Wednesday, May 27, 2009

Geothermal: Possible downside

I came across this article today based on some observations made at the Hellisheidi geothermal power plant in Iceland.

Geothermal Is Not So Clean

Not long after the station started producing electricity, Reykjavik residents became aware that they had to clean silverware every three to four days instead of three to four months because it was always covered with black soot.

Truck drivers who drove daily to sand mines in the western part of Hellisheidi found that the rubber in the suspension and steering systems of their vehicles became hard and prone to breakage after only a year, whereas normally it would take three to five years for this to happen.

People suspected that the Hellisheidi plant was responsible for the damage, but at first this was never discussed openly.

Then in September 2008, people saw that the moss vegetation adjacent to the Hellisheidi plant was severely damaged.
Those are the symptoms. What is the problem?
Although no definite conclusions could be made because the effect of hydrogen sulphide (H2S) on moss has not been researched, there are strong indications that sulphur, derived from H2S, is the cause of the damage at Hellisheidi and nearby Nesjavellir.

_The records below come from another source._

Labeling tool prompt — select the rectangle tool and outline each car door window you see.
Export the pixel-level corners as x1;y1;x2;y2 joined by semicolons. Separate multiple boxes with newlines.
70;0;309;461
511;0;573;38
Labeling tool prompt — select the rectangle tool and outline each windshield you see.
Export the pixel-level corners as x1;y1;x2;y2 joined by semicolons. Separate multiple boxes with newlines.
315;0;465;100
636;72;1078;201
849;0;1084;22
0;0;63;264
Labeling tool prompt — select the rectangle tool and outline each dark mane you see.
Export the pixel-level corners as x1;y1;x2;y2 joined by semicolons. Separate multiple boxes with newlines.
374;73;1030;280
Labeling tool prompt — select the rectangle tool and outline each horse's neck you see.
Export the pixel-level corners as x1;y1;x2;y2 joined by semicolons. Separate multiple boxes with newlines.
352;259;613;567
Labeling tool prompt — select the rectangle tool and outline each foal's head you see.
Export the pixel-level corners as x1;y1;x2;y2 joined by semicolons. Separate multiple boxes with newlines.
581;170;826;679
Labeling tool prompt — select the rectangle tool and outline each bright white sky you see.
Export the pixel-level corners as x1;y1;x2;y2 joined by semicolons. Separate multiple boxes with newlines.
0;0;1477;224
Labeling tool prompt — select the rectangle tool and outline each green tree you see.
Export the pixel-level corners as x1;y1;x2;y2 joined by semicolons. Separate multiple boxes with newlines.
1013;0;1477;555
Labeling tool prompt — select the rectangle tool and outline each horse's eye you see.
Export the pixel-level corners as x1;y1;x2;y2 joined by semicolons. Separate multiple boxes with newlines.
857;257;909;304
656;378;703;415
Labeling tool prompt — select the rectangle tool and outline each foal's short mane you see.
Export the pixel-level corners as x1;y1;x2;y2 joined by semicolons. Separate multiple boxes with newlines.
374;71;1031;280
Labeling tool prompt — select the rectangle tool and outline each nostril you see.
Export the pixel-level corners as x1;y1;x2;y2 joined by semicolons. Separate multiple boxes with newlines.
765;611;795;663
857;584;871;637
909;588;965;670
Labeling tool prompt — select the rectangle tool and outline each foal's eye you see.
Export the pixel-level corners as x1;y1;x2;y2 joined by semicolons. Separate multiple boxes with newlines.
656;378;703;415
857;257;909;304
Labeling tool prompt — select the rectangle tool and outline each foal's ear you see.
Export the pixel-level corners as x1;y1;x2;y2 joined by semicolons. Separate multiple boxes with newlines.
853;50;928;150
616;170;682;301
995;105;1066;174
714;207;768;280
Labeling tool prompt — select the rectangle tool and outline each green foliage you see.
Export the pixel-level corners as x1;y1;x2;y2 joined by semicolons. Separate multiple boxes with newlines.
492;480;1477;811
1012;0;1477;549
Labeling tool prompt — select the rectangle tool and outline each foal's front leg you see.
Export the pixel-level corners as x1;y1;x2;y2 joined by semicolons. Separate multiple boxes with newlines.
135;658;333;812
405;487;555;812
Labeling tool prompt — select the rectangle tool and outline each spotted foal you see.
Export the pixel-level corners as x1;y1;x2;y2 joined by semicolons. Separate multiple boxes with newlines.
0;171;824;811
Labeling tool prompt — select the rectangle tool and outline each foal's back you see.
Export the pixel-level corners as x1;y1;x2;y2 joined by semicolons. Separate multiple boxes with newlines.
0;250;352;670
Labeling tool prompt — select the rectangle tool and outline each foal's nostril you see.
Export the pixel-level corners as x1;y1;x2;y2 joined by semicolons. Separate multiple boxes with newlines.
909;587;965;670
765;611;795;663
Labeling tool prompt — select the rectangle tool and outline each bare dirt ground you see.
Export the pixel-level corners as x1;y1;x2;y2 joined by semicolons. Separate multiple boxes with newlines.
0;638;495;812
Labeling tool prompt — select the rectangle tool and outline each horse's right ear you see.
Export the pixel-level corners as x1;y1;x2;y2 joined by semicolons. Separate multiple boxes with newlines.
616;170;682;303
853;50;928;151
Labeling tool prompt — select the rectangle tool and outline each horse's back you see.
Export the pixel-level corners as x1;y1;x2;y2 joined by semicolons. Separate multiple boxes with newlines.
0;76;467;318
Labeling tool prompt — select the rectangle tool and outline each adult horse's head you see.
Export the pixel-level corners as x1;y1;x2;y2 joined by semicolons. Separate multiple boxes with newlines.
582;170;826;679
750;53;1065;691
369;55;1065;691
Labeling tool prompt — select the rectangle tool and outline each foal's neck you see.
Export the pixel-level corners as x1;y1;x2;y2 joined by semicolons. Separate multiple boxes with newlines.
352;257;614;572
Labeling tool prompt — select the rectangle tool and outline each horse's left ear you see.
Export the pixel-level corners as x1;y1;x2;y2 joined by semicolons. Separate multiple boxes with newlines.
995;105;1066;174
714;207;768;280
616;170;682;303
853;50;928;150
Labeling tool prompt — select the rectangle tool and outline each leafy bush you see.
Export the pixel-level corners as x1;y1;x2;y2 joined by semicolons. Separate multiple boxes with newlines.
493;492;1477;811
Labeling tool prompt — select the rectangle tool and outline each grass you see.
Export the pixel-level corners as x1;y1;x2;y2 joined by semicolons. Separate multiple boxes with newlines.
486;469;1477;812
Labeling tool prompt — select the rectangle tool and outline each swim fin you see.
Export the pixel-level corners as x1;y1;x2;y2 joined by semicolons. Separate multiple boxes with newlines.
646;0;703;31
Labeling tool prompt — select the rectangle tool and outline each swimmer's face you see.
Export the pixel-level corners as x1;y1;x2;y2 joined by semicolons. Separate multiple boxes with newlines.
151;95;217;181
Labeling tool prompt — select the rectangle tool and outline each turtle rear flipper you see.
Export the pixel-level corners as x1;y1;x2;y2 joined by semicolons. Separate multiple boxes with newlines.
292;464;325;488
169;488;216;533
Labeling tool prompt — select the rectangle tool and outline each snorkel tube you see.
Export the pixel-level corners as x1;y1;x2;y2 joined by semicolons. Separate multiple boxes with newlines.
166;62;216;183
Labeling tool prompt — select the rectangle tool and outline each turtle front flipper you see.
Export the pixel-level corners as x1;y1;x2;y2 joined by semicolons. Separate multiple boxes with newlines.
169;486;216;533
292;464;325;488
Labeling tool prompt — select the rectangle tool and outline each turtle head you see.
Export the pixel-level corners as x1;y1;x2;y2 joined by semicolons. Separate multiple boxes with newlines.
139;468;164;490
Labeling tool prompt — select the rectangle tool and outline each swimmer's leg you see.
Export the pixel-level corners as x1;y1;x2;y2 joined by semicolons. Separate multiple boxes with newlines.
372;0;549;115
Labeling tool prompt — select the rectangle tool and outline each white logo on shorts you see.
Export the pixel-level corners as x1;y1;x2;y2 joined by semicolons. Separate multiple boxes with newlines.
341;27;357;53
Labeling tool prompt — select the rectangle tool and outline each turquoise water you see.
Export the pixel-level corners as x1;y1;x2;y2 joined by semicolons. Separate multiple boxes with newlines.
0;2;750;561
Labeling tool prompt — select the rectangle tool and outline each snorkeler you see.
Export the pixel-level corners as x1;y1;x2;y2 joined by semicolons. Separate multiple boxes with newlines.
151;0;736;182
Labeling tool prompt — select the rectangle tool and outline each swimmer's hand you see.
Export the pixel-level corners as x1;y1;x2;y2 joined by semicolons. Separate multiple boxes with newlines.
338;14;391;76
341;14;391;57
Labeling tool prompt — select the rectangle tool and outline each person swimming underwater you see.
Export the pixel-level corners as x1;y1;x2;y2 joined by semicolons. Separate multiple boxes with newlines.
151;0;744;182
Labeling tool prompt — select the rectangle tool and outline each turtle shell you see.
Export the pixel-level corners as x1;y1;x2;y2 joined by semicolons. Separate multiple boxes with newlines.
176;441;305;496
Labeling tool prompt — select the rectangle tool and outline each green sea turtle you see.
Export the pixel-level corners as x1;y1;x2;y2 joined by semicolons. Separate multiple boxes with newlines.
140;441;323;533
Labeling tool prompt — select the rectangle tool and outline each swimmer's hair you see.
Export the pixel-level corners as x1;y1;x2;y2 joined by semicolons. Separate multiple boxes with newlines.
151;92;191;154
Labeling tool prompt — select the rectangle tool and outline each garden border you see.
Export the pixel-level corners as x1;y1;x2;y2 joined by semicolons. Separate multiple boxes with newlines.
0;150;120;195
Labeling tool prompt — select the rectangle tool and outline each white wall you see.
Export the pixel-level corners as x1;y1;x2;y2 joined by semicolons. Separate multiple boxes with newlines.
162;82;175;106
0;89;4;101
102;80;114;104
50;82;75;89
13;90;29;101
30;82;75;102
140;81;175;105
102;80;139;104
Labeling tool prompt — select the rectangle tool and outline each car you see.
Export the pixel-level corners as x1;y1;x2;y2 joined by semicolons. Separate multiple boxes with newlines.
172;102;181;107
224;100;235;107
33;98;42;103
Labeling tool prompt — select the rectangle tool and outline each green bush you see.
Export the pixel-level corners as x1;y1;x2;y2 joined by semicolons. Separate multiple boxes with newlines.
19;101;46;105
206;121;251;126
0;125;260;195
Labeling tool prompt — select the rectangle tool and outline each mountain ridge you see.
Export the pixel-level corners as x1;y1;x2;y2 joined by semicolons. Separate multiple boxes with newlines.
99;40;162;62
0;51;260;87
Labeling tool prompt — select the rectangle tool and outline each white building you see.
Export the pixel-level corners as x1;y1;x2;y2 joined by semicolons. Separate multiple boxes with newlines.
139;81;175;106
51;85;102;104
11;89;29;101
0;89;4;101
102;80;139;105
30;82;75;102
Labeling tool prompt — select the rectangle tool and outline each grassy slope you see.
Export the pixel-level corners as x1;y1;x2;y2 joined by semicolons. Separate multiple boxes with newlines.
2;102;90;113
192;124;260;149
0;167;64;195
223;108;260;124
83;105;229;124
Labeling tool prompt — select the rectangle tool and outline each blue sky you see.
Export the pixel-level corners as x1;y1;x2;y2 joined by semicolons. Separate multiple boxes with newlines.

The damage stems from the steam produced at the plant. Most of this is water, but 0.4 percent of the steam contains gases of various kinds - 83 percent is carbon dioxide (CO2), 16 percent hydrogen sulphide (H2S), and the remainder other gases. Trace elements in the steam include sulphur, mercury, boron, arsenic and aluminium.
The solution?
Johannsson says it is technically possible to reduce H2S levels from geothermal plants, but this is costly. "Various methods are known which are used all over the world," he says. "The disadvantages of these methods are that pure sulphur, sulphuric acid or gypsum are left behind and there is an over-supply of all these products on the world market. However, Reykjavik Energy are trying out an experimental project of pumping the H2S back into the geothermal system."

Tuesday, May 26, 2009

Well, if one is looking for another reason to promote native plants, here it is. 

Newest pest can cut you
An aquatic invader is camping out on the banks of the Trent-Severn Waterway, and from the sounds of it, is getting very comfortable...

The new undesirable in her sights is called the water soldier, Stratiotes aloides.

It resembles an aloe vera or spider plant, but with one significant difference: "It is very sharp..."

"From what we have seen, it has become an impediment to boaters," (
Francine - ed) MacDonald said. "It could be a huge problem for swimmers."

Like spider plants, water soldiers have offsets, little plants that detach and take root at new locations, so moving water offers the perfect method for them to spread.

Unfortunately, so are careless gardeners. Water soldiers and many other invasive species can be purchased at Ontario nurseries.

"If you are going to use exotic plants, keep them contained, don't enable them to escape" by planting them in flood plains or near waterways, said MacDonald.

OPSEU has begun Year 2 of introducing native plants to its Headquarters at 100 Lesmill. 

Monday, May 25, 2009

Webconferencing update...

What's been keeping me so busy lately? Web conferencing for one. 

OPSEU's plan to develop the infrastructure for a province-wide webconferencing network is moving ahead for full implementation by the summer. Highlights include:
  • acquistion of one new laptop and peripheral equipment for each regional office for use by members
  • plans for training OPSEU staff who will be supporting the program 
  • development of support materials
The OPSEU Executive Board proposed, and Convention 2009 agreed, that each OPSEU committee would attempt to use webconferencing for at least one meeting this year. 

I'm back....

Things have been so busy around the office these past few weeks since Convention that I haven't had an opportunity to update the blog. Please be assured that there will be lots of new content coming in the near future.

Sunday, May 24, 2009

College Support Divisional

I had the opportunity to make a short presentation to the Colleges support staff annual Divisional meeting on Saturday. The main focus of my talk was about OPSEU's webconferencing plan.